George Mahon (7 July 1853 – 9 December 1908) was a founding father and former chairman of Everton Football Club.

George Mahon was born in Liverpool, Lancashire, England, on 7 July 1853. He was baptised at St. Anne Richmond Church of England Liverpool on 14 August 1853. His parents, Robert Mahon and Harriet Bates, were Irish. The Mahons came to Liverpool from Dublin, Ireland, where Robert and his father were shoemakers.

The family moved back to Dublin when George was about three years old and they lived in Ireland for nearly a decade. They lived in Wicklow Street then later in Pitt Street (now called Balfe Street). In 1858 Robert was elected to the Office of Beadle of St. Ann's Church, Dawson Street. His election was supported by his brother-in-law, Edward Bates, who was sexton of the church at the time. Robert's duties were to attend to the churchwardens, look after deserted children, provide coffins for the poor and other parochial business.

The Mahons returned to Liverpool in the mid 1860s and after initially working as a shoemaker, Robert got a job as a book keeper. His son George went into a similar profession and eventually became a senior partner in Roose, Mahon & Howorth, a leading accountancy firm. In 1875 George Mahon married Margaret Fyfe at St. Peter's Church, Sackville Street, Everton. The marriage record shows that at the time of his marriage George was working as a cashier and living at 108 Field Street in Everton.

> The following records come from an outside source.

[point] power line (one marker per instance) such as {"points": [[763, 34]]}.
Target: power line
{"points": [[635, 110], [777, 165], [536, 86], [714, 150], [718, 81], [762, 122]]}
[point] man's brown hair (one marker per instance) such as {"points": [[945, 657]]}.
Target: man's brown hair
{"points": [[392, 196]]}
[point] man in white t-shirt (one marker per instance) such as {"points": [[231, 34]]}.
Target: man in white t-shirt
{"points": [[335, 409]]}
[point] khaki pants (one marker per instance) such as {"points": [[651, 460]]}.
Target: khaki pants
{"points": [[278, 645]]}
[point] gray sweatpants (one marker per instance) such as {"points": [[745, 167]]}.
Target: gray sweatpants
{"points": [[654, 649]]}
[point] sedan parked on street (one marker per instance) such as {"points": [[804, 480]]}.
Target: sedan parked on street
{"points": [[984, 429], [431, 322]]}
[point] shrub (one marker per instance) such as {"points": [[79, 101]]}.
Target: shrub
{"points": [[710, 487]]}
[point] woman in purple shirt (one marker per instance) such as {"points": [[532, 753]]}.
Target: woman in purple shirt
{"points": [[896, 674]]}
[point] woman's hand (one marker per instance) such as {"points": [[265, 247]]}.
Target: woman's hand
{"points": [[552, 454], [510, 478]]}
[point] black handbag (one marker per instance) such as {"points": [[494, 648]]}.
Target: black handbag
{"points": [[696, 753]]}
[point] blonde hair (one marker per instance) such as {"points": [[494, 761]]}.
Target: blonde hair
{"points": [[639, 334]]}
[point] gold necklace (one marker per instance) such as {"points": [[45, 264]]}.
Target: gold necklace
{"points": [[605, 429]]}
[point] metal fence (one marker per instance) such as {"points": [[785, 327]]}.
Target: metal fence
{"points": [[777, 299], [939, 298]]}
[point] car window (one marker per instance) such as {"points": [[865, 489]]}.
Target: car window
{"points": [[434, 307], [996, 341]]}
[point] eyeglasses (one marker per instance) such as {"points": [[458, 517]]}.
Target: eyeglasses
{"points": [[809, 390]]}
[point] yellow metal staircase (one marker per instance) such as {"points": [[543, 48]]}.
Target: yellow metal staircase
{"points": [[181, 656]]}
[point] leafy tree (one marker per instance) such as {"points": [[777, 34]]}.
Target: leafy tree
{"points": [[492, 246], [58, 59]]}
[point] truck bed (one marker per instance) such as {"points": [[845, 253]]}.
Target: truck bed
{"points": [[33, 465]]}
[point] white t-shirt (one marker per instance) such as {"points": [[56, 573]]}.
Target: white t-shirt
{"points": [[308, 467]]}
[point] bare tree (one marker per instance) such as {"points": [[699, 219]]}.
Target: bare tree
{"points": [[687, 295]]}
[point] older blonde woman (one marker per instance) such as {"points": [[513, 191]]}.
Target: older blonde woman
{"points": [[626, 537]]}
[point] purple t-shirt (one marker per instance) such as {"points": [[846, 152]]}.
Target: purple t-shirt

Although the Mahon family had links to the established church, the family's burial practices and chapel attendance in Liverpool suggest that they were Nonconformists. By 1879 George Mahon was regularly attending the Great Homer Street Wesleyan Chapel in Everton where he provided musical accompaniment to the choir playing an American organ. Mahon delivered a lecture entitled "An Hour with Nature's Little Things" for the Anfield Wesleyan Literary Society in their chapel's lecture hall on 18 March 1887. The lecture was illustrated through the medium of a lantern microscope showing insects and pond life and was much appreciated by a large audience.